In Print: Chemistry Labs Sound Like Music

The Newscripts blog would like to be closer Internet buddies with our glossy print Newscripts column, so here we highlight what’s going on in the current issue of C&EN. Sticking with the music theme from yesterday's Newscripts blog post, C&EN Senior Editor Linda Wang explores how chemistry instruments are turning into chemistry instrumentals in this week's print edition of Newscripts. While Linda wasn't able to cover the entire breadth of chemistry-inspired music currently popping up online (such as the above piece from musical act Boy in a Band), she was able to profile John LaCava. LaCava, a musician and biology research associate at Rockefeller University who describes himself as "just a young punk from the wrong side of the tracks" who "got sucked into science while studying biotechnology at MassBay Community College" (you know, like all hoodlums), posts music he and his bandmates create using lab equipment such as centrifuges and magnetic stir bars to the website Sounds of Science. Click here to check out some of their mad beats, including Linda's favorite, "96 Tubes." Taking a step back into the past, Linda's column also discusses recent research into a proposed method for preserving China's Terra-Cotta Army Warriors.
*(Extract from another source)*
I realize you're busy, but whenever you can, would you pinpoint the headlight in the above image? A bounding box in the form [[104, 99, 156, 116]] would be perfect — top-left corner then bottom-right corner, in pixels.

The clay sculptures that were buried with the first Chinese emperor long ago as a means of protecting him in the afterlife are at risk of deterioration caused by air pollutants and heat. To combat this problem, researchers suggest using instruments similar to air conditioners to form a protective "air curtain" around the sculptures. "I think it’s a fantastic idea!" says Linda. "I don’t mind having the invisible curtain if it means others will be able to enjoy the relics for years to come." So, as Linda puts it, "if you’re interested in making music with science or using science to aid in cultural preservation, this Newscripts column may be just for...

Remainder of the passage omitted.